RESPECT THEIR PRIVACY
We were really quite open about the process (partly because we were hoping other people around us would be feel called to adopt) but I know some people don’t want to talk about adoption stuff. You’ll find out after trying to ask a few questions if your friends are those kind of people, and if they are, just respect that.
KNOW THAT THE WAITING IS HARD
Honestly, I’ve never done anything harder than wait. I loved it when friends would acknowledge that the waiting sucks and would try to alleviate the pain of waiting by helping me keep busy and checking in frequently to see how it’s going (and actually wanting to know). I’m pretty sure the emotions that go on during the waiting period are equivalent to those I felt during pregnancy, except that when you are pregnant you know that it will end in 9 months, not so with adoption waiting.
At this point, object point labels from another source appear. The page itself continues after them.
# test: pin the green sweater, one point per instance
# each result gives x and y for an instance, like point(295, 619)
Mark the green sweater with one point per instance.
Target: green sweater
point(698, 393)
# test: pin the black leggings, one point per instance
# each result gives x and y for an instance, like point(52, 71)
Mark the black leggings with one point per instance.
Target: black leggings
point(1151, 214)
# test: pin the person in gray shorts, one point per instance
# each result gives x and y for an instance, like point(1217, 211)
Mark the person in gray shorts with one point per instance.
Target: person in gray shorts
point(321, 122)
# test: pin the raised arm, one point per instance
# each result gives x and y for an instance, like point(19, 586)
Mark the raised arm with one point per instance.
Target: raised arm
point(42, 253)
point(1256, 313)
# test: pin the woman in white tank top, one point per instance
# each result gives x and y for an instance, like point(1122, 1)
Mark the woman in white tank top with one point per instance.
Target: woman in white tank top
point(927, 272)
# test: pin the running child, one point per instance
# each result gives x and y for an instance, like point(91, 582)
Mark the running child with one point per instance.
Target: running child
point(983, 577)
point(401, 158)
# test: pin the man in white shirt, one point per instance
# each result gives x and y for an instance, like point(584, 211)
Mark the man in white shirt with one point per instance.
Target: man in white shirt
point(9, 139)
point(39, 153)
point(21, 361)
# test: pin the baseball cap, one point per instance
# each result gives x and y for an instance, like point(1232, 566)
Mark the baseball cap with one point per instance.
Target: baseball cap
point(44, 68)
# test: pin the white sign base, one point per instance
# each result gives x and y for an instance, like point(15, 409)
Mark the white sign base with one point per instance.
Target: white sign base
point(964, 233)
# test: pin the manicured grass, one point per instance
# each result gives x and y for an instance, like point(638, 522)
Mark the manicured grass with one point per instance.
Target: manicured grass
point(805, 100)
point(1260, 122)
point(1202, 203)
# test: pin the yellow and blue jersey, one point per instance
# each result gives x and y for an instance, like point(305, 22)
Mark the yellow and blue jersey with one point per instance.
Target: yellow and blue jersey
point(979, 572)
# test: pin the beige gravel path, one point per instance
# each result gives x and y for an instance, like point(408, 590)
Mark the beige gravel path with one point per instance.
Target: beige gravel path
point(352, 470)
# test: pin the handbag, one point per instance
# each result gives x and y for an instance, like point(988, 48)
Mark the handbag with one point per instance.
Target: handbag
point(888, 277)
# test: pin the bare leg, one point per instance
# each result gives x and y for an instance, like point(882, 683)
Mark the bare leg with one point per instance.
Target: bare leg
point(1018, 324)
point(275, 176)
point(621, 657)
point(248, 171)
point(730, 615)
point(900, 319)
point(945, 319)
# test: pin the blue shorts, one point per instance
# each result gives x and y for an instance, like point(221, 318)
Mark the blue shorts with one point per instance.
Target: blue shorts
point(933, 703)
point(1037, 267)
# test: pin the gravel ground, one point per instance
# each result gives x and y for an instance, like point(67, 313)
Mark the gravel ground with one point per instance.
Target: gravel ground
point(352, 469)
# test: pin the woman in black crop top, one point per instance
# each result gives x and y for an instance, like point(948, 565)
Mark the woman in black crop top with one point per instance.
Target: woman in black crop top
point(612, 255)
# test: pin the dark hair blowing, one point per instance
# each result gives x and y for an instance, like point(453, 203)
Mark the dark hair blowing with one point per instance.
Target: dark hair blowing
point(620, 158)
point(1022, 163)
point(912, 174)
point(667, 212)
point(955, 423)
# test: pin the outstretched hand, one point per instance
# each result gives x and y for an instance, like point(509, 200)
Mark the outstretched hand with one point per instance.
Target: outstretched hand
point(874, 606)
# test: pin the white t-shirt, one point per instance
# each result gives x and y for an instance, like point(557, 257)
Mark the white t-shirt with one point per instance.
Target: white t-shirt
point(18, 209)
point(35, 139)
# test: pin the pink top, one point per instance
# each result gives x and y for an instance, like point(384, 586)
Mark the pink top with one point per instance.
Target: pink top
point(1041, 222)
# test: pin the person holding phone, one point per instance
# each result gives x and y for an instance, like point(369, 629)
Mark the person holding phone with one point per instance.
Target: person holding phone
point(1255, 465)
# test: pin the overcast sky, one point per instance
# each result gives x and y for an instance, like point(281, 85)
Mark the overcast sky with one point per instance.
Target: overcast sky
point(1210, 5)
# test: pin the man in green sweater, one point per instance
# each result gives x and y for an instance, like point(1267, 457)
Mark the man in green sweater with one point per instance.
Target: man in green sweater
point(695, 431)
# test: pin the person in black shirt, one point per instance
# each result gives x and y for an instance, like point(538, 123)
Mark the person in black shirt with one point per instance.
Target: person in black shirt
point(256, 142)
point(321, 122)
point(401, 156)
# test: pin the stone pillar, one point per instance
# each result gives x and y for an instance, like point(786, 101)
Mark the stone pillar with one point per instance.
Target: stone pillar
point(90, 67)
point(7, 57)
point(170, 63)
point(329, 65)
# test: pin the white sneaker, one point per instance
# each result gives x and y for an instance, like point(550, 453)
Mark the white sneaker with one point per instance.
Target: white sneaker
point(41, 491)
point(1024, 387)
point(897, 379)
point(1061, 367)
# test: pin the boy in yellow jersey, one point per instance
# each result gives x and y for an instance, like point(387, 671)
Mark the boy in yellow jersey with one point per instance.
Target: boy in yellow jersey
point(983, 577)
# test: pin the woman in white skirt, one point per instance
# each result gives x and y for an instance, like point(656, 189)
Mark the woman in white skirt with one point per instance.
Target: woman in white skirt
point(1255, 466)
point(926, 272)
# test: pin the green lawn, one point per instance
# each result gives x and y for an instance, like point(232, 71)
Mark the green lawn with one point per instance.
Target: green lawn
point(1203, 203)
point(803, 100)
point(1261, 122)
Some families are able to fully fund their own adoptions while others are not. If your friends are in need of financial help, think of it as your way to help with the orphan crisis in the world, don’t judge them, just support them. You can also create your own fundraiser for them, but be sure to check with them first!
DON’T TELL ADOPTION HORROR STORIES
Chances are, they’ve researched adoption and have heard or read about many adoption horror stories already as it is, they don’t need to know the horror story of your friend’s boyfriend’s sister.
JUST BE SUPPORTIVE
Ask if there is anything you can do but know that during this stage there usually isn’t. Just being a supportive friend who cares speaks volumes to us.
Pray often, and let them know you are doing so. Prayers are powerful and your friends need them.
If you have adopted, what else would you add to ways people could
show support in this after announcement stage?